Le professeur El haj Mbodj n’en faisait pas partie…
Non,
il n’en faisait pas partie. Il y a eu beaucoup de choses qui ont été
dites sur cette commission. Donc, cette commission a travaillé sur la
base de termes de référence qui incluaient la réforme de la
Constitution, avec un équilibre entre l’Exécutif et le Législatif, une
limitation du pouvoir présidentiel parce qu’on voulait éviter qu’un des
présidents reste pendant 20 ans au pouvoir. Il y a eu d’abord le décret
de nomination des membres de la commission et ses recommandations qui
consistent à faire toutes propositions utiles. Au départ d’ailleurs, il
était simplement question de réformer la Constitution existante. C’est
après que le Président Wade a dit qu’il voulait une nouvelle
Constitution. Donc, vous voyez un peu que le débat actuel est à rebours.
Mais ce n’est pas très important. Il s’agissait pour nous d’élaborer un
projet de Constitution et de l’envoyer aux autorités pour discussions
et observations. Ensuite, il y avait des retours. Nous travaillions
essentiellement par voie épistolaire et il y avait la présidente de la
commission qui était en contact avec le président de la République pour
arrondir les angles s’il y a des difficultés. Contrairement à ce que les
gens croient, cette commission a travaillé librement. Certains ont dit
que c’est Wade qui a fait la Constitution…

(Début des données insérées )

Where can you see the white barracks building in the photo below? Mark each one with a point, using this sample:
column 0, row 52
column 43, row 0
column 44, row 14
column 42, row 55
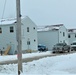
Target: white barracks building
column 8, row 35
column 52, row 34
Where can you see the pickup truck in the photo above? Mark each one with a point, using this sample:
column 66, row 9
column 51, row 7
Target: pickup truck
column 61, row 47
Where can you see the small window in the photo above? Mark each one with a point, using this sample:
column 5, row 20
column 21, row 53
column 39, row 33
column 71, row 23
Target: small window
column 63, row 33
column 0, row 30
column 34, row 40
column 28, row 42
column 69, row 36
column 34, row 28
column 12, row 29
column 75, row 35
column 27, row 29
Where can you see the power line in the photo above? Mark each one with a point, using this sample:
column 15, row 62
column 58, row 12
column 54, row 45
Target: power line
column 4, row 8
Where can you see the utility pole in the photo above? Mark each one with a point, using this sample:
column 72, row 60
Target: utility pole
column 19, row 41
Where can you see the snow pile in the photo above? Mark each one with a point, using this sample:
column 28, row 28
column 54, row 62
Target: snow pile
column 57, row 65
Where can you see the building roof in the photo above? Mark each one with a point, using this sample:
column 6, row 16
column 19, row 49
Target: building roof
column 8, row 21
column 50, row 27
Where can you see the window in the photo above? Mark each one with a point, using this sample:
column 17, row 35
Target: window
column 27, row 29
column 0, row 30
column 11, row 29
column 34, row 28
column 69, row 36
column 63, row 33
column 34, row 40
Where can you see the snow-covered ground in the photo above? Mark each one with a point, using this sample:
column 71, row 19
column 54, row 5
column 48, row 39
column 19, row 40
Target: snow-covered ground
column 57, row 65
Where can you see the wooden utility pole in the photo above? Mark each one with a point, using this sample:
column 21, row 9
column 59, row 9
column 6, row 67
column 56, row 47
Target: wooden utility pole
column 19, row 41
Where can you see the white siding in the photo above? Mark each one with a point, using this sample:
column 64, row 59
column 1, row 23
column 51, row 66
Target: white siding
column 72, row 37
column 31, row 35
column 7, row 38
column 63, row 37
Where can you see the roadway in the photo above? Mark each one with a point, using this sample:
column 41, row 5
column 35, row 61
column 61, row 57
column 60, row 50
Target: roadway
column 33, row 58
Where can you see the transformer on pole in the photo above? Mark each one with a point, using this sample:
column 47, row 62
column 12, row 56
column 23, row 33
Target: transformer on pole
column 19, row 41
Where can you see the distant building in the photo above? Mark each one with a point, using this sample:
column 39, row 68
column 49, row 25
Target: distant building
column 71, row 35
column 52, row 34
column 8, row 35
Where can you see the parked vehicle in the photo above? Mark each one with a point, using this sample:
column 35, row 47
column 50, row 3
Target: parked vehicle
column 42, row 48
column 61, row 47
column 73, row 46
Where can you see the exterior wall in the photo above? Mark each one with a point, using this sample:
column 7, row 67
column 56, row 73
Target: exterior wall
column 29, row 36
column 7, row 38
column 63, row 35
column 48, row 38
column 72, row 37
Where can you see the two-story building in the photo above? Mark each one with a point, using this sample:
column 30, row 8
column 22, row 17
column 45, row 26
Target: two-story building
column 8, row 34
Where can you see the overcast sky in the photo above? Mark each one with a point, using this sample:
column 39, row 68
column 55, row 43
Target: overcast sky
column 43, row 12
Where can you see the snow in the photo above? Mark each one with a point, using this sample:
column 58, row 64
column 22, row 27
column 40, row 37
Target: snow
column 56, row 65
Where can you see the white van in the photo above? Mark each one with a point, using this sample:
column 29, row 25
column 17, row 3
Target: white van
column 73, row 46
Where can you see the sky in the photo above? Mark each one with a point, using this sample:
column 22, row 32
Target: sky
column 43, row 12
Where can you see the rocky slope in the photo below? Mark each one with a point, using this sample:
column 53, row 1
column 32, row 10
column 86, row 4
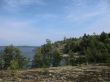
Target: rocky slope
column 89, row 73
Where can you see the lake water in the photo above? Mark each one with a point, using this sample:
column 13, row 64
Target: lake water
column 26, row 51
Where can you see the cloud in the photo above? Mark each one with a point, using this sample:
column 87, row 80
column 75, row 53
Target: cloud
column 15, row 5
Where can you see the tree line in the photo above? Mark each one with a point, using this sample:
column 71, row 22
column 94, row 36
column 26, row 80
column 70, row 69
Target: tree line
column 88, row 49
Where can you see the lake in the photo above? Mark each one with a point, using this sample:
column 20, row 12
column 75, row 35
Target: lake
column 26, row 51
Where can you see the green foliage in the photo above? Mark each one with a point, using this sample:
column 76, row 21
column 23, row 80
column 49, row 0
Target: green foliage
column 56, row 58
column 11, row 58
column 38, row 59
column 86, row 49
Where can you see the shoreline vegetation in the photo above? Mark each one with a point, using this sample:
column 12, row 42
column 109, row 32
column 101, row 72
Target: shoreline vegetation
column 87, row 51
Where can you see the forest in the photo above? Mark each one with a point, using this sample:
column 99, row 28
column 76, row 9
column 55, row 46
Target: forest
column 87, row 49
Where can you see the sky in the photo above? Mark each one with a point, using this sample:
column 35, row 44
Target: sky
column 31, row 22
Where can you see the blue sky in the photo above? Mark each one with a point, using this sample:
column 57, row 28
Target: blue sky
column 31, row 22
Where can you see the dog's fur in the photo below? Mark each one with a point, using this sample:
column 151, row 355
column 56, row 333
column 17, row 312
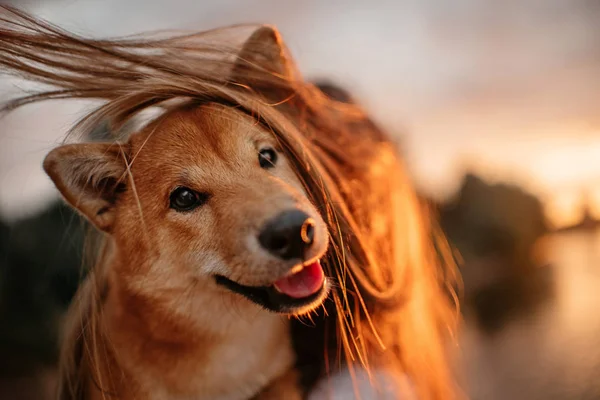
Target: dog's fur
column 151, row 321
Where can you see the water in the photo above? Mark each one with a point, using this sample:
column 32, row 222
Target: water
column 552, row 352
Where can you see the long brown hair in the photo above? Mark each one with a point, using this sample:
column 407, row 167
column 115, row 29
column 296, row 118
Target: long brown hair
column 390, row 304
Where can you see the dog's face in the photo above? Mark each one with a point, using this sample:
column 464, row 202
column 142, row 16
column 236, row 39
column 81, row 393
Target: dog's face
column 209, row 198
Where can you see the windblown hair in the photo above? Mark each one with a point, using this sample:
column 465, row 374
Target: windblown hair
column 390, row 304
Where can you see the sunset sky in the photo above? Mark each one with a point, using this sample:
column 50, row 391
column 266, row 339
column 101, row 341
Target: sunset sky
column 509, row 88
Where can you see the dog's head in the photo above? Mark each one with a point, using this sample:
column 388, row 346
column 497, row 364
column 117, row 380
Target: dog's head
column 205, row 193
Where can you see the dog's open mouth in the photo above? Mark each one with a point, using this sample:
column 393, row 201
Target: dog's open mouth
column 299, row 291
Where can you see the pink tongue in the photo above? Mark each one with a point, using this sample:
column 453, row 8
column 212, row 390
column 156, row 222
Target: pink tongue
column 304, row 283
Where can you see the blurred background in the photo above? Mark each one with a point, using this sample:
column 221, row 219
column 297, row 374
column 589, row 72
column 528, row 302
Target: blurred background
column 496, row 105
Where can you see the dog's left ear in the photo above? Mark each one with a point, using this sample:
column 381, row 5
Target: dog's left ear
column 264, row 63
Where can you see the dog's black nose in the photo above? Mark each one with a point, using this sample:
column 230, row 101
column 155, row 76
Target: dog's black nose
column 288, row 235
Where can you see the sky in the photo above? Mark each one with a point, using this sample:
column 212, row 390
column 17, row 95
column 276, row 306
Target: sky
column 509, row 88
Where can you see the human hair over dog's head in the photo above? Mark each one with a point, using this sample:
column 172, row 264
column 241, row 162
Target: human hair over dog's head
column 389, row 298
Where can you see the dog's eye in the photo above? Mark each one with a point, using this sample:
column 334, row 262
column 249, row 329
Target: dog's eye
column 267, row 158
column 185, row 199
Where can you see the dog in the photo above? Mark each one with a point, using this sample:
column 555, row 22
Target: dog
column 261, row 239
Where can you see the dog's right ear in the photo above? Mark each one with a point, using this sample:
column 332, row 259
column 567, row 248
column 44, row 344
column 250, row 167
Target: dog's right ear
column 90, row 177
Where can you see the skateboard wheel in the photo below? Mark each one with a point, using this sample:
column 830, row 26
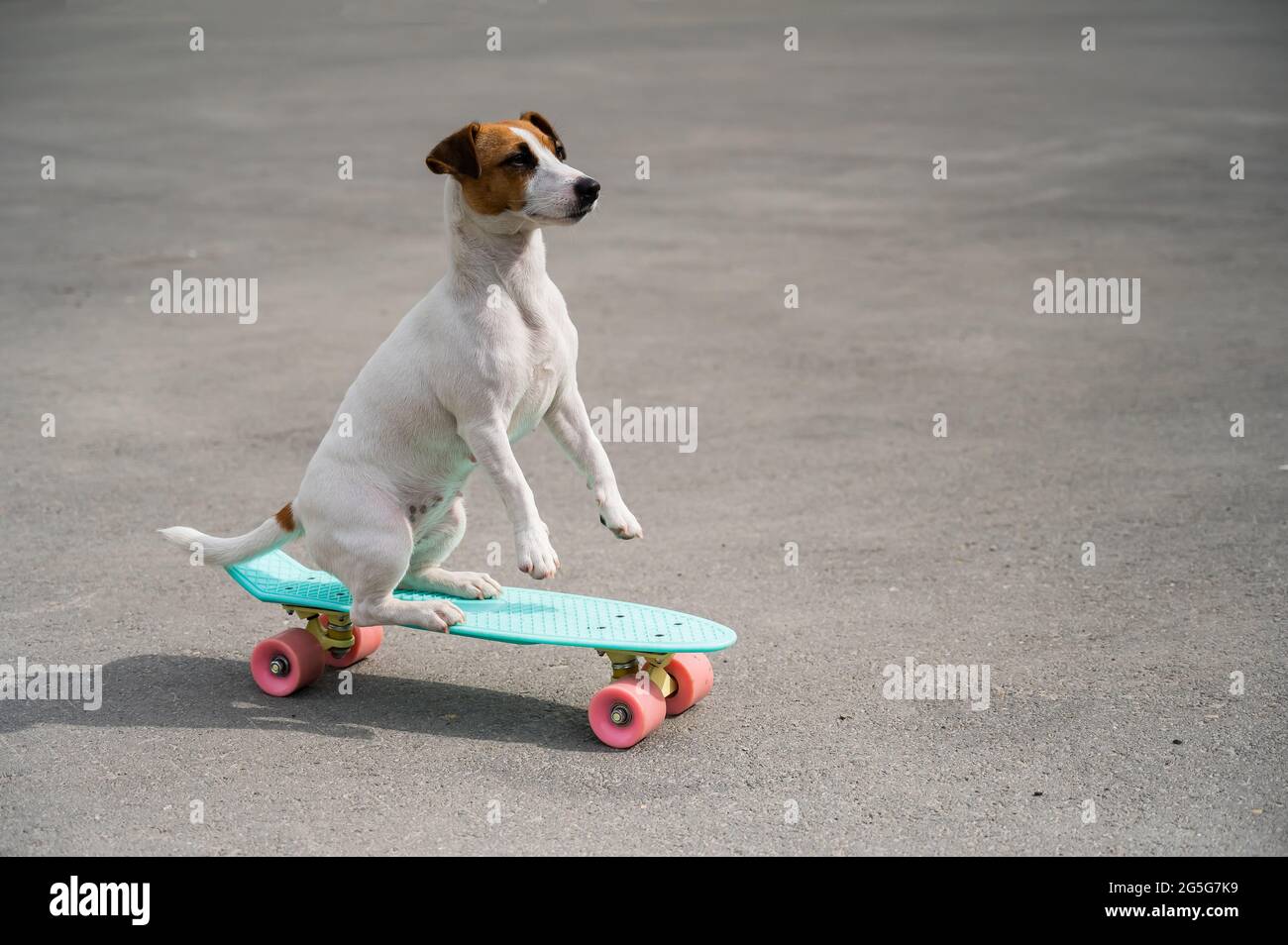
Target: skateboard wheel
column 366, row 640
column 287, row 662
column 694, row 679
column 622, row 713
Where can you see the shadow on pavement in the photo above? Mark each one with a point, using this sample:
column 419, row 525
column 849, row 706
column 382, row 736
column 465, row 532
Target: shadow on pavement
column 213, row 692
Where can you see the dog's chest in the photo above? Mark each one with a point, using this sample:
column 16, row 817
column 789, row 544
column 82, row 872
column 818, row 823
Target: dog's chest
column 536, row 398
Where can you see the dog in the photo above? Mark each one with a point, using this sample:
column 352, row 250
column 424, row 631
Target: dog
column 473, row 368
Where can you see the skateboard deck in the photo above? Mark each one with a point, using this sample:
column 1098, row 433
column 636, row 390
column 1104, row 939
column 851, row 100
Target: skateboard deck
column 519, row 615
column 657, row 657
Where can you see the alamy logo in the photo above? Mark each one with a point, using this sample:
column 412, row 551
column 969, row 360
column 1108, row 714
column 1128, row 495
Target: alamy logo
column 102, row 898
column 193, row 296
column 1077, row 296
column 647, row 425
column 35, row 682
column 938, row 682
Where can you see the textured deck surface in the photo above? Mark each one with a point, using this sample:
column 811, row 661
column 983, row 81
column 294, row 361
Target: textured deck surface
column 519, row 615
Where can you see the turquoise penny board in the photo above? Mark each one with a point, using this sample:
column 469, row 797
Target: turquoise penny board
column 519, row 615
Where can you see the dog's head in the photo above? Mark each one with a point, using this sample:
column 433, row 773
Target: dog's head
column 515, row 167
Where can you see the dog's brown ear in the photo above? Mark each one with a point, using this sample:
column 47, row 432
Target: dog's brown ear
column 540, row 121
column 456, row 154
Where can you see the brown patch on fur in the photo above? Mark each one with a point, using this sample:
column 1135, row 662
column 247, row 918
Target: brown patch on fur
column 476, row 156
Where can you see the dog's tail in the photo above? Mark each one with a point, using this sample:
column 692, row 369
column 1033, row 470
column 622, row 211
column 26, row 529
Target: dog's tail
column 271, row 535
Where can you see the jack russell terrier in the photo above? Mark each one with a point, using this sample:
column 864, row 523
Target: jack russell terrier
column 473, row 368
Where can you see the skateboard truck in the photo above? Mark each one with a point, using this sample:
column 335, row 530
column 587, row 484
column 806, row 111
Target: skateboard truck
column 653, row 665
column 331, row 628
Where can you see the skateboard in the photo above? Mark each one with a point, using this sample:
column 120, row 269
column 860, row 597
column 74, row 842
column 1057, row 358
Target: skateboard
column 658, row 657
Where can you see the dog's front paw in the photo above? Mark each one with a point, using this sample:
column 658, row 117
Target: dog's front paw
column 536, row 555
column 618, row 520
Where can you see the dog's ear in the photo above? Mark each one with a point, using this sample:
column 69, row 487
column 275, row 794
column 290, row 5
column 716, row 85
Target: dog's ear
column 540, row 121
column 456, row 154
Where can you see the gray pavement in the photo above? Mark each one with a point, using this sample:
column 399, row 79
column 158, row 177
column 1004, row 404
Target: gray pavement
column 1111, row 685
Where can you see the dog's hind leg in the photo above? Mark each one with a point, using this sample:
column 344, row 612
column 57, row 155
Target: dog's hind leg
column 425, row 572
column 369, row 553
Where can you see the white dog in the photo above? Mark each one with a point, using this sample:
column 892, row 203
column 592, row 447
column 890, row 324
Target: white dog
column 475, row 366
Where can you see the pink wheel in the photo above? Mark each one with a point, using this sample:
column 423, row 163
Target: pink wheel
column 286, row 662
column 366, row 640
column 622, row 713
column 694, row 679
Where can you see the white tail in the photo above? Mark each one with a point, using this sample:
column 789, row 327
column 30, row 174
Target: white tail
column 271, row 535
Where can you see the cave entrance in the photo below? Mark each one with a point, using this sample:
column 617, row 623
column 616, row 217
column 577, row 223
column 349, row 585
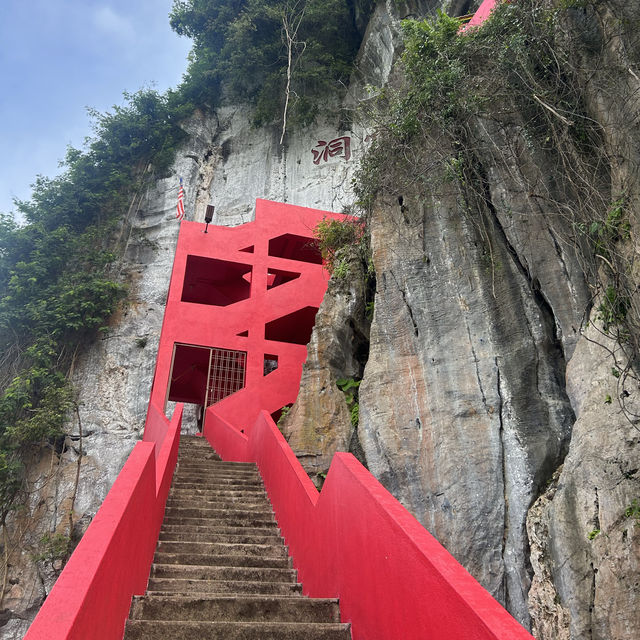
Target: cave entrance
column 205, row 375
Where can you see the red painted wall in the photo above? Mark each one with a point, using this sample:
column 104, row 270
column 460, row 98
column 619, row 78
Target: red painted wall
column 355, row 541
column 483, row 12
column 194, row 323
column 92, row 596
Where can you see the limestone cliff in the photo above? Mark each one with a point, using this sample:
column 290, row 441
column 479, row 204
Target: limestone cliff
column 487, row 402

C’est lui-même qui le revendiquait…
Oui,
mais je dis simplement qu’il y a eu des dialogues et que la commission a
travaillé librement. Il ne nous a jamais imposé quoi que ce soit, sinon
personnellement je serais parti. Il y avait des compris sur les
questions les plus controversées comme le mandat du Président, la
laïcité, la réforme de la justice. Ensuite, en rapport avec le
Président, nous avons décidé d’élargir les contributions à la société
civile, aux individus, aux partis politiques, etc.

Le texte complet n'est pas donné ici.